Один говорил, что убийца действовал в полном сознании, будучи уверенным в своей правоте; другой утверждал, что человек с кротким нравом мог расправиться таким образом только под влиянием моментального помешательства. Третий пожимал плечами, находя низостью убивать женщину, как бы она ни была виновна, тогда как его собеседник считал низким оставлять ее в живых после очевидной неверности. Я не буду вам передавать все разноречивые теории, которые возникли и разбирались по поводу вечно неразрешимого вопроса: о нравственном праве мужа на преступную жену с точки зрения закона, общества, религии и философии. Все это обсуждали с жаром и, не сходясь во взглядах, начинали спор снова. Кто-то заметил, смеясь, что честь не воспрепятствовала бы ему убить даже такую жену, о которой он нимало не заботился, и сделал следующее оригинальное замечание:

Издайте закон, - сказал он, - который обязал бы обманутого мужа отрубить публично голову своей преступной жене, и я держу пари, что каждый из вас, высказывающий теперь себя неумолимым, восстанет против такого закона.

Один из нас не принимал участия в споре. Это был г-н Сильвестр, очень бедный старик, добрый, учтивый, с чувствительным сердцем, оптимист, скромный сосед, над которым мы немного подсмеивались, но которого мы все любили за добродушный характер. Этот старик был женат и имел красавицу дочь. Жена его умерла, промотав громадное состояние; дочь же поступила еще хуже. Тщетно стараясь вырвать ее из разврата, господин Сильвестр, будучи пятидесяти лет, предоставил ей свои уцелевшие последние средства, чтобы лишить ее предлога к гнусной спекуляции, но она пренебрегла этой жертвой, которую он считал необходимой принести ей ради своей собственной чести. Он уехал в Швейцарию, где под именем Сильвестра прожил десять лет, окончательно позабытый теми, кто его знал во Франции. Позднее его нашли недалеко от Парижа, в сельском домике, где он жил поразительно скромно, тратя триста франков годового дохода, плоды своей работы и сбережений за границей. Наконец, его убедили проводить зиму у г-на и г-жи ***, которые особенно любили и уважали его, но он так страстно привязался к уединению, что возвращался к нему, едва только почки показывались на деревьях. Он был ярым отшельником и слыл за атеиста, но на самом деле это был очень верующий человек, создавший себе религию по собственному влечению и придерживавшийся той философии, которая распространена понемногу везде. Одним словом, несмотря на внимание, которое ему выказывала семья, старик не отличался особенно высоким и блестящим умом, но был благороден и симпатичен, с серьезными, толковыми и твердыми взглядами. Он принужден был выразить свое собственное мнение после того, как долгое время отказывался под предлогом некомпетентности в этом деле, он признался, что был два раза женат и оба раза несчастлив в семейной жизни. Он ничего не рассказывал более о себе, но, желая избавиться от любопытных, сказал следующее:

Конечно, прелюбодеяние есть преступление, потому что оно нарушает клятву. Я нахожу это преступление одинаково серьезным для того и другого пола, но как для одного, так и для другого в некотором случае, которого не стану называть вам, нет возможности избегнуть его. Позвольте же мне быть казуистом относительно строгой нравственности и назвать прелюбодеянием только измену, не вызванную тем, кто является ее жертвою, и предумышленную тем, кто ее совершает. В этом случае неверные супруг и супруга заслуживают наказания, но какое наказание примените вы, когда тот, кто полагает его, по несчастью, сам является ответственным лицом. Должно существовать как для одной, так и для другой стороны иное решение.
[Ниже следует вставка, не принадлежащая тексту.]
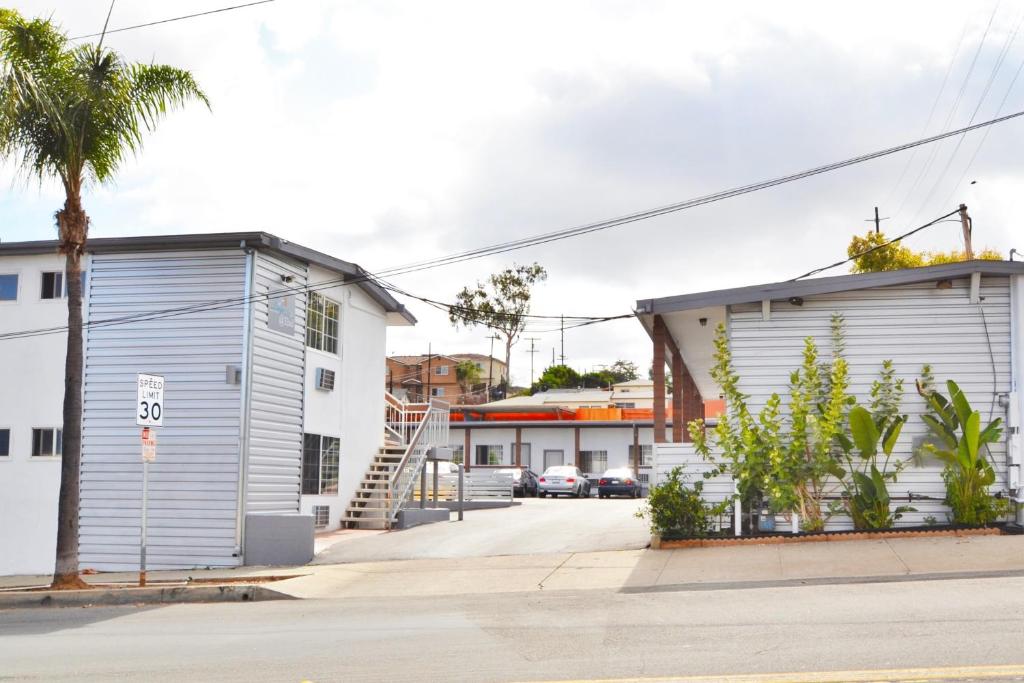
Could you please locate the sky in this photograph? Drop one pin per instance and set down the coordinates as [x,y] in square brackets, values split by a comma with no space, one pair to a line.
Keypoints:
[390,132]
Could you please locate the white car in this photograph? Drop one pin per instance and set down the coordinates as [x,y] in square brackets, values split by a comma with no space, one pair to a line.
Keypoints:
[564,479]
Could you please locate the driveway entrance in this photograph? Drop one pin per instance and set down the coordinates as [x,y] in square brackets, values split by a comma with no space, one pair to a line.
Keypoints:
[537,525]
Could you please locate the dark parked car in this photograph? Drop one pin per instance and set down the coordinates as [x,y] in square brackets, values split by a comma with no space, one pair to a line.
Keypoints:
[523,480]
[620,481]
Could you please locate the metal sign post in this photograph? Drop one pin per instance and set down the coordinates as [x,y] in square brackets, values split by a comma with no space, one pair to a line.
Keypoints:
[148,413]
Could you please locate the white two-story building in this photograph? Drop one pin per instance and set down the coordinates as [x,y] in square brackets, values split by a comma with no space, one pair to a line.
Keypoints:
[273,360]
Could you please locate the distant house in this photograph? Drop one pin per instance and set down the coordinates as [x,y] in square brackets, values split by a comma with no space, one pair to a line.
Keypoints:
[965,319]
[416,377]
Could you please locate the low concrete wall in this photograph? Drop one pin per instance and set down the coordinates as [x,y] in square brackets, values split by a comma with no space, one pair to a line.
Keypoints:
[279,540]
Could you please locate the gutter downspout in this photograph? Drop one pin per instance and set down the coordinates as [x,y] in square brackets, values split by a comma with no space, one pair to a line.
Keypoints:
[246,401]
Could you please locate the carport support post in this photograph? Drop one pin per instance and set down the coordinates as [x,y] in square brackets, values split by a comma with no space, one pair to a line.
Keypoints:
[423,486]
[518,446]
[677,396]
[577,449]
[658,376]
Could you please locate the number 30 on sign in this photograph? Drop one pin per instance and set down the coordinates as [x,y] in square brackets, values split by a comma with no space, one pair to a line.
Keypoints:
[150,411]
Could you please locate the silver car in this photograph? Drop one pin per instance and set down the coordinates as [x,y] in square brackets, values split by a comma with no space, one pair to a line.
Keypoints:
[565,479]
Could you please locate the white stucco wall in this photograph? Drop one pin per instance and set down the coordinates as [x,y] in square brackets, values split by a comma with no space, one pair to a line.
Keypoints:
[31,395]
[616,440]
[354,411]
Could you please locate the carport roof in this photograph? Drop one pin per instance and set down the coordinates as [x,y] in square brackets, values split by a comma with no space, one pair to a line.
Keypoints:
[802,288]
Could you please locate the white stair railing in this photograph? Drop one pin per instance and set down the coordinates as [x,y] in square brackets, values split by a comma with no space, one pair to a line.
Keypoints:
[431,431]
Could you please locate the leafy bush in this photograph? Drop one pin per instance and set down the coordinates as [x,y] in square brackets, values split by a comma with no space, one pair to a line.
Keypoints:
[677,510]
[960,442]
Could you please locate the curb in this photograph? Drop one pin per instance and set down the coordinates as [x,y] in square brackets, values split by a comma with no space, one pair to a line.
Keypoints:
[819,538]
[138,596]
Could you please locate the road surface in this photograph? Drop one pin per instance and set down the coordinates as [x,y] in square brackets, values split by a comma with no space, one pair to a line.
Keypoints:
[540,636]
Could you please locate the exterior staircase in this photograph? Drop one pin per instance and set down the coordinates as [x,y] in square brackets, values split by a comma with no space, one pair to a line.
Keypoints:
[411,430]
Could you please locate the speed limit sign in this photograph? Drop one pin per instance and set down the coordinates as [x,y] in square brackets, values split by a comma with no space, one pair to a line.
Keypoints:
[150,411]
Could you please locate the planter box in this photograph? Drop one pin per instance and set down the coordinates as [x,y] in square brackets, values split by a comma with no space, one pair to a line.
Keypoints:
[823,537]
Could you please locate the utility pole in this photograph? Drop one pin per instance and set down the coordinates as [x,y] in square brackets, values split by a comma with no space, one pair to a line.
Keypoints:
[877,220]
[531,352]
[563,339]
[967,226]
[491,371]
[427,397]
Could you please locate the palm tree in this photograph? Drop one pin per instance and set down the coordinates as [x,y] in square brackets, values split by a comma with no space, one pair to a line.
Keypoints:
[74,113]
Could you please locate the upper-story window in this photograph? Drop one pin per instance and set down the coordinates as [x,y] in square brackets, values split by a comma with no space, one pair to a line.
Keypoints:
[8,287]
[322,324]
[52,286]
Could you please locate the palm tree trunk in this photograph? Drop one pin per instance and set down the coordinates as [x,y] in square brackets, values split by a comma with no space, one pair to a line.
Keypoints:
[73,225]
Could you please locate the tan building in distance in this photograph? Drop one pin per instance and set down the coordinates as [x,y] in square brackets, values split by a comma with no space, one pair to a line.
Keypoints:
[414,378]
Какое? - вскричали со всех сторон. - Вы очень изобретательны, если нашли его!

Может быть, я еще не нашел его, - скромно ответил г-н Сильвестр, - но я его долго искал.

Скажите же, что вы считаете лучшим?

Я всегда желал и старался найти то наказание, которое действовало бы на нравственность.

Что же это, разлука?

Презрение?

Еще менее.

Ненависть?

Все переглянулись; одни засмеялись, другие были в недоумении.

Я вам кажусь безумным или глупым, - спокойно заметил г-н Сильвестр. - Что ж, дружбой, употребленной как наказание можно подействовать на нравственность тех, которым доступно раскаяние… это слишком долго объяснять: уже десять часов, и я не хочу беспокоить моих хозяев. Я прошу позволения удалиться.

Он как сказал, так и сделал, и не было возможности удержать его. Никто не обратил особенного внимания на его слова. Подумали, что он вывернулся из затруднений, сказав парадокс или же, как древний сфинкс, желая замаскировать свое бессилие, задал нам загадку, которой не понимал сам. Загадку Сильвестра я понял позднее. Она очень несложна, и я скажу даже, что она в высшей степени проста и возможна, а между тем, чтобы объяснить ее, он должен был вдаться в подробности, которые показались мне поучительными и интересными. Спустя месяц я записал то, что он рассказывал мне в присутствии г-на и г-жи ***. Не знаю, каким образом я заслужил его доверие и получил возможность быть среди его самых близких слушателей. Может быть, я ему стал особенно симпатичен вследствие моего желания, без предвзятой цели, узнать его мнение. Может быть, он испытал потребность излить свою душу и вручить в какие-нибудь верные руки те семена опытности и милосердия, которые приобрел благодаря невзгодам своей жизни. Но как бы то ни было и какова бы ни была сама по себе эта исповедь, - вот все, что я мог припомнить из повествования, слышанного в продолжение долгих часов. Это не роман, а скорей отчет анализированных событий, изложенных терпеливо и добросовестно. С литературной точки зрения он неинтересен, не поэтичен и затрагивает только нравственную и философскую сторону читателя. Я прошу у него прощения за то, что на этот раз не угощаю его более научным и изысканным кушаньем. Рассказчик, цель которого не выказывать своего таланта, а изложить свою мысль, походит на ботаника, приносящего с зимней прогулки не редкостные растения, а травку, которую ему посчастливилось найти. Эта былинка не восхищает ни взора, ни обоняния, ни вкуса, а между тем тот, кто любит природу, ценит ее и найдет в ней материал для изучения. Рассказ г-на Сильвестра покажется, может быть, скучным и лишенным прикрас, но тем не менее его слушателям он нравился откровенностью и простотой; со знаюсь даже, что мне иногда он казался драматичным и прекрасным. Слушая его, я всегда вспоминал чудесное определение Ренана, который сказал, что слово это - «простое одеяние мысли и все изящество его заключается в полной гармонии с идеей, которую можно выразить». В деле же искусства «все должно служить красоте, но дурно то, что намеренно употреблено для украшения».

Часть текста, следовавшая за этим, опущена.